Multiple unconfirmed reports about Chinese ‘military’ planes landing at Bagram Airbase in Afghanistan have circulated on social media and mainstream headlines for the past few days.
While these reports were denied by the Taliban, others believe that even if it isn’t true yet, it will be soon enough.

Bagram Airbase with its floodlights on for the first time since U.S. forces left. (Photo Courtesy of Twitter)
Back in business at Bagram
Yun Sun, director of the China Program at the Stimson Center think tank, is one of those who see this event as entirely plausible. In early September, Yun told U.S. News, “Given their past experience, the Chinese must be eager to get their hands on whatever the U.S. has left at the base.”
Once word of that assumption made it to China, the spokesman for the Chinese Foreign Ministry, Wang Wenbin, denied the idea that China plans to overtake Bagram and use it for their own interests in the region.

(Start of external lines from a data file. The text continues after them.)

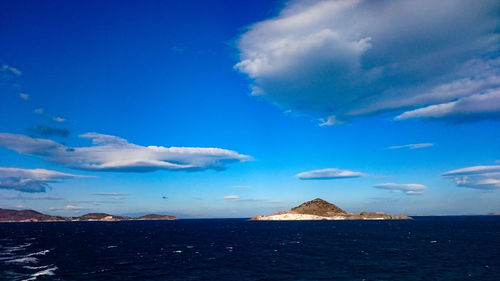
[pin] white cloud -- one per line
(6, 70)
(476, 177)
(412, 146)
(326, 174)
(68, 207)
(114, 154)
(111, 195)
(58, 119)
(240, 186)
(342, 59)
(30, 180)
(407, 188)
(24, 96)
(480, 106)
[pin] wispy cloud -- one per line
(58, 119)
(407, 188)
(114, 154)
(240, 186)
(327, 174)
(479, 106)
(21, 197)
(111, 195)
(24, 96)
(41, 111)
(476, 177)
(68, 207)
(30, 180)
(47, 131)
(339, 60)
(177, 49)
(412, 146)
(7, 70)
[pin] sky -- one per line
(206, 109)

In that same U.S. News article, an anonymous source working closely with the Chinese government stated that the country is “conducting a feasibility study about the effect of sending workers, soldiers and other staff related to its foreign economic investment program known as the Belt and Road Initiative in the coming years to Bagram.”
This means that the centrifugal point for moving forward with the Belts and Roads Initiative in Afghanistan would be, somewhat ironically, located at the United States’ former mainstay in the nation.

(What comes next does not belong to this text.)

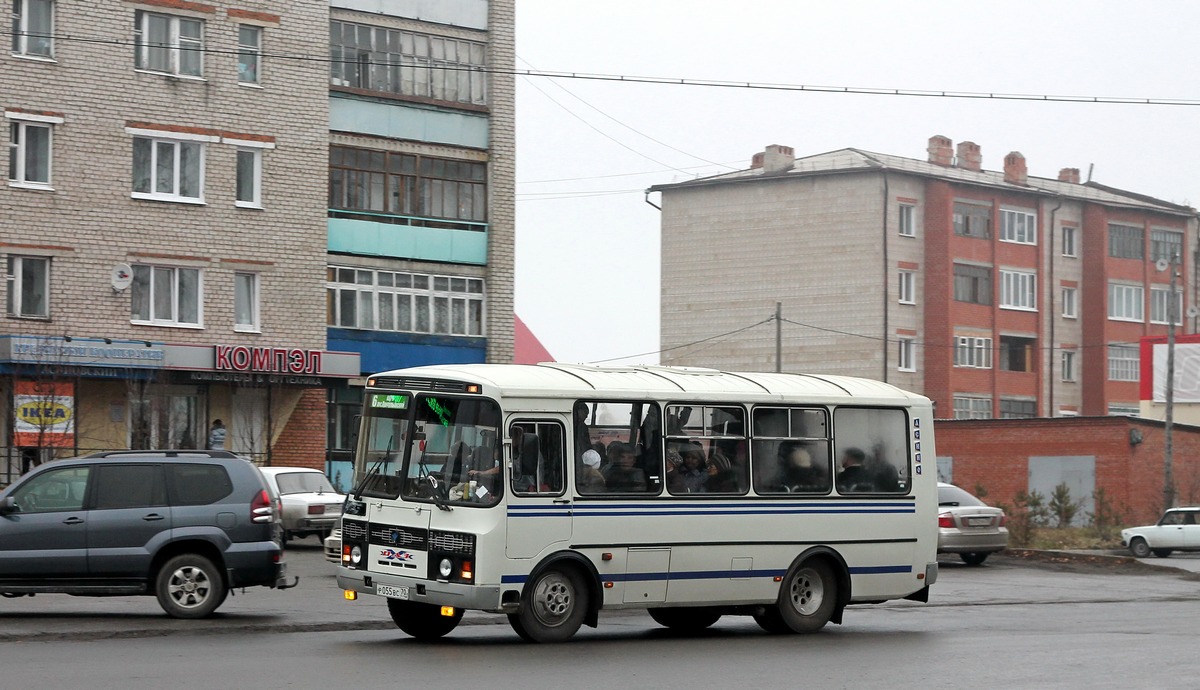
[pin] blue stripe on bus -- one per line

This leaves only the assumption that, alongside the infrastructure enhancements which are the driving factor for why the Belts and Roads Initiative exists in the first place, there would be a Chinese military presence that is concurrent to those other initiatives.
Only time will tell whether a Chinese military presence becomes normalized, or even the case, in Afghanistan. The one sure thing is that the relationship between these two nations is steadily progressing, regardless of where it may end up.